This Volcano is Gonna Blow! (Procedural Texts)

If you are planning a reading unit on procedural texts, then I've found the perfecr website for you! artforkidshub.com has amazing teach-me-hoe-to-draw videos. The videos show an adult AND a child drawing creating an illustration. Some, but not all, of the videos have written step-by-step instructions that you can easily project.

I knew my class would be obsessed with the How to Draw a Volcano video, but it did not have the written instructions, so I had to create my own based on the video. I typed up the steps and glued them to sentence strips. In class, I placed the strips in a bucket. We played Main Idea Mystery Bag. Students drew sentence strips out one at a time. We read each detail and tried to guess the main idea. After 3 strips, a student guessed, "volcanoes!", but I pointed out the strips did not contain facts about volcanoes so the main idea couldn't be JUST "volcanoes" and we continued on. It took us 6 out of 15 strips to figure out the main idea was how to draw a volcano. After the class figured out the main idea, we ordered all 15 strips and read them. 

The kiddos were eager to give it a try, but we watched the art for kids hub video first. This got them super excited. When the video was over, we read the sentence strip again, one at a time, and created our volcano illustrations!

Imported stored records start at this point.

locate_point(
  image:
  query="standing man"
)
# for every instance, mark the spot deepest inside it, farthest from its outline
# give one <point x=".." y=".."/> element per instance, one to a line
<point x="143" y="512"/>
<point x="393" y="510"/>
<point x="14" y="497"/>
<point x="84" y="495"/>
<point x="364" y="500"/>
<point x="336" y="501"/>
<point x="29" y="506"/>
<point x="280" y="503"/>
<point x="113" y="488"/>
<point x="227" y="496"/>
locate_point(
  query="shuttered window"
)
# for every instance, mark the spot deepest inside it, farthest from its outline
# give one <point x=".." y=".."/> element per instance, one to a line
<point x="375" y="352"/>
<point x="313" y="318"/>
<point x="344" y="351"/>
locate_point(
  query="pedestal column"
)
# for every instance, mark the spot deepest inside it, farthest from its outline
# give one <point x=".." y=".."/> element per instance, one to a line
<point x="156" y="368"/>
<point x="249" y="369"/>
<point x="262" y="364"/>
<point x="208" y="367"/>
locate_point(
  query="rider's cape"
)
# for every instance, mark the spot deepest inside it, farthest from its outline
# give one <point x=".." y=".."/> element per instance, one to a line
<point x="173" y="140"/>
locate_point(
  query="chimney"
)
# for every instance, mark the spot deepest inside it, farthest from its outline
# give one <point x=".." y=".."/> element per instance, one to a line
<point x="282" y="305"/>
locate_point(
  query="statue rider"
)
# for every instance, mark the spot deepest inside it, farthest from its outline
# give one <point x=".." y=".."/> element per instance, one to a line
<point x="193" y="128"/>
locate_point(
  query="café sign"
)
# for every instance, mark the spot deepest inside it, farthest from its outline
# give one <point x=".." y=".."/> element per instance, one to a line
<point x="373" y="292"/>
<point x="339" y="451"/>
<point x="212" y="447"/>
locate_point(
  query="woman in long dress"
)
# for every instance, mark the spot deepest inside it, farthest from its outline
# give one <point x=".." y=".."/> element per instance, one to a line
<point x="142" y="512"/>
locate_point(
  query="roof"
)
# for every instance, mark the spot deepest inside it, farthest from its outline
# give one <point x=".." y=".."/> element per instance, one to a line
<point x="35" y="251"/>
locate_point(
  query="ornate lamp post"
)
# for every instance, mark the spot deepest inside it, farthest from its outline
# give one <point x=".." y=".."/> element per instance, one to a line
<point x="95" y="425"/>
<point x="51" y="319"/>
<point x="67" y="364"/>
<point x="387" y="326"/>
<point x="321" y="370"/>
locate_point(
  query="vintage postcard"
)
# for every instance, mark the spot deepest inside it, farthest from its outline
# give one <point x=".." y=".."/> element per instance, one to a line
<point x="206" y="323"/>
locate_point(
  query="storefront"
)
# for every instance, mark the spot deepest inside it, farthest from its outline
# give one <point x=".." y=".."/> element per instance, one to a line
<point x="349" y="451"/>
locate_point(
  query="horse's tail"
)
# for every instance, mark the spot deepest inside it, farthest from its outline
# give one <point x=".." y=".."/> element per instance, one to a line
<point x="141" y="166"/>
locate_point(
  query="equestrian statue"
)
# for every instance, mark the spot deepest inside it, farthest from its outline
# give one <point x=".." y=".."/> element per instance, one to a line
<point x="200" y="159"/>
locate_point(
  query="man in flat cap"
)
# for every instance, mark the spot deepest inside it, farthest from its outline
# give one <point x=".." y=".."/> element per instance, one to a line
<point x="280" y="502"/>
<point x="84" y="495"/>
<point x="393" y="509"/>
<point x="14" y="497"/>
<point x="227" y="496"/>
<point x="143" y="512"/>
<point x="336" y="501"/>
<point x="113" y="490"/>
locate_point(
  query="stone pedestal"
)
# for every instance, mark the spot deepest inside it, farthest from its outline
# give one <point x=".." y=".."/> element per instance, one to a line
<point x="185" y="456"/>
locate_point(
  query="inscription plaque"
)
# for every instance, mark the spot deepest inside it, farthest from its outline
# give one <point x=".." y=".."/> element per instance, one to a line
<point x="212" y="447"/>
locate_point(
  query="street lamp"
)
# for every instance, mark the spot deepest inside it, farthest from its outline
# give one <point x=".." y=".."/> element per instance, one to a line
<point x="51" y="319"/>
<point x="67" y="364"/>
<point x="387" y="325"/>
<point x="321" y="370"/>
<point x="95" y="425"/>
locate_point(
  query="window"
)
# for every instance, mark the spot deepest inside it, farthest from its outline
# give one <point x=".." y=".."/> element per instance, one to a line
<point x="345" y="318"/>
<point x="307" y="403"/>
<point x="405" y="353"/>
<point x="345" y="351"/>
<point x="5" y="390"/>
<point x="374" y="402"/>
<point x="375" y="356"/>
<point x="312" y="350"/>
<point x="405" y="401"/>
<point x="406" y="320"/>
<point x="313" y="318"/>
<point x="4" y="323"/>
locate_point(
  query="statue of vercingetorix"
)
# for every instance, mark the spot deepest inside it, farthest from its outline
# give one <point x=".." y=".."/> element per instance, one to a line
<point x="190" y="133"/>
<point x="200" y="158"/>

Later, I posted the steps on chart paper and we displayed our work in the hallway to show that we could, in fact, follow the steps in a procedural text. 
This next picture shows the volcano we created to show the main idea and details of the expository text about volcanoes. We wrote the main idea on the mountain and details on the lava strips (orange paper). This kiddos wrote the main idea was, "volcanoes erupt."